La legislatura pasada (2015-2018)
continuó con el esfuerzo de sacar adelante la reforma del agua, esta vez
bajo la dirección del diputado mexiquense José Ignacio Pichardo Lechuga
(estado del presidente Peña Nieto), quien presidía la Comisión de Agua
Potable y Saneamiento, este convocó a una serie de foros y reuniones con
diversos sectores interesados en el tema a fin de lograr el anhelado
consenso. En esas reuniones destacó la participación de los miembros del
Consejo Consultivo del Agua (CCA), la Asociación Nacional de Empresas
de Agua y Saneamiento (ANEAS) y un sector de la academia. Para inicios
de 2018, circulaban extraoficialmente un par de documentos que
sintetizaban, por una parte, una compilación de los foros y reuniones
sobre el tema y, por otra, un borrador analítico de la posible
iniciativa de reforma a la LAN, a este último se le conoció como Ley Pichardo. Este
documento no levantó la controversia esperada, debido fundamentalmente a
que nunca fue del dominio público, pero una revisión cuidadosa revela
una enorme similitud con la iniciativa Korenfeld. Para esa
fecha, las campañas electorales estaban en pleno despegue y la eventual
discusión en comisiones del borrador hubiese representado un costo
político para el candidato oficial a la Presidencia de la República.
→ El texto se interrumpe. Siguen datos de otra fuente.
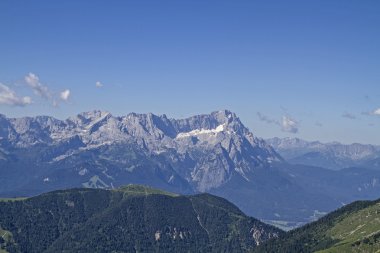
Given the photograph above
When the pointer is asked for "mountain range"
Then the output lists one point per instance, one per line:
(332, 155)
(212, 153)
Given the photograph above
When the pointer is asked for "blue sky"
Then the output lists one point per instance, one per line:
(308, 69)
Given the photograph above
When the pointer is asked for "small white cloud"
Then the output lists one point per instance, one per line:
(348, 115)
(289, 125)
(64, 95)
(33, 81)
(268, 120)
(9, 97)
(319, 124)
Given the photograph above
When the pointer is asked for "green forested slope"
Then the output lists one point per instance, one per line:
(130, 219)
(353, 228)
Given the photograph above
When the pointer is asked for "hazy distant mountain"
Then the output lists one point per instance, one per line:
(332, 155)
(129, 219)
(212, 153)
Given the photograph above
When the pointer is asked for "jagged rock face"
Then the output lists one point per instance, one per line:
(202, 152)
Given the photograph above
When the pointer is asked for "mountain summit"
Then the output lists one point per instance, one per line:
(98, 149)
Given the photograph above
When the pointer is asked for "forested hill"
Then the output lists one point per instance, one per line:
(129, 219)
(353, 228)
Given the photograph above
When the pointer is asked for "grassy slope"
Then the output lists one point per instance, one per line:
(353, 228)
(358, 232)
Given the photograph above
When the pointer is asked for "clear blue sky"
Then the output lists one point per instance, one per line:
(308, 69)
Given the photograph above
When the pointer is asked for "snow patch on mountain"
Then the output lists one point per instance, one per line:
(196, 132)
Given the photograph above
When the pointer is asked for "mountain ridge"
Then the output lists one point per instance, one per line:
(131, 218)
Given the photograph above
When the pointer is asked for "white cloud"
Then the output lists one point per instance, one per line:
(64, 95)
(289, 125)
(268, 120)
(348, 115)
(33, 81)
(9, 97)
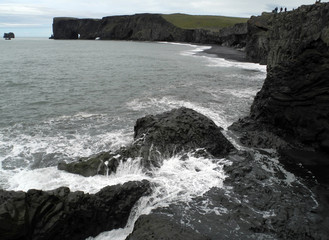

Antes de esto, a mediados de 2017 se
hizo pública una tercera propuesta para regular el agua que ya había
sido promovida sin éxito en la Cámara de Diputados y el Senado de la
República. A diferencia de las anteriores, se distinguió por el perfil
académico de sus autores y su énfasis en el agua subterránea. Esta
iniciativa fue formulada por un equipo de trabajo especializado de
varias universidades, con una participación mayoritaria de académicos de
la UNAM, y su finalidad fue atender los vacíos regulatorios de las
aguas del subsuelo en la LAN. La iniciativa se publicó en la UNAM como Ley del Agua Subterránea: una propuesta y
sus autores la entregaron a los diputados que integraban la Comisión de
Agua Potable y Saneamiento en San Lázaro, así como a algunos miembros
del Senado. En este último, tuvo una mejor recepción, a pesar de que
nunca fue sometida a discusión en las respectivas comisiones.
Un argumento central de esta propuesta es que el recurso subterráneo representa el 97 por ciento del agua físicamente accesible y
disponible en las porciones continentales, su alumbramiento artificial
es altamente tecnificado y, generalmente, permanece invisible en el
paisaje urbano. En el caso de la Ciudad de México, los pozos están
ocultos “y protegidos” por una barda de concreto y alambrado de púas,
por fuera, discretamente se indica el número de pozo y el titular de la
asignación, es decir, el Sistema de Aguas de la capital.
El agua subterránea alimenta,
principalmente, las grandes ciudades del país, desde que se le alumbra
circula directamente entre las redes de distribución de agua potable,
las cuales a su vez están conectadas a los hogares, las empresas e,
incluso, a las grandes industrias. Se estima que más del 70 por ciento
del agua empleada en el sector agrícola es de origen subterráneo.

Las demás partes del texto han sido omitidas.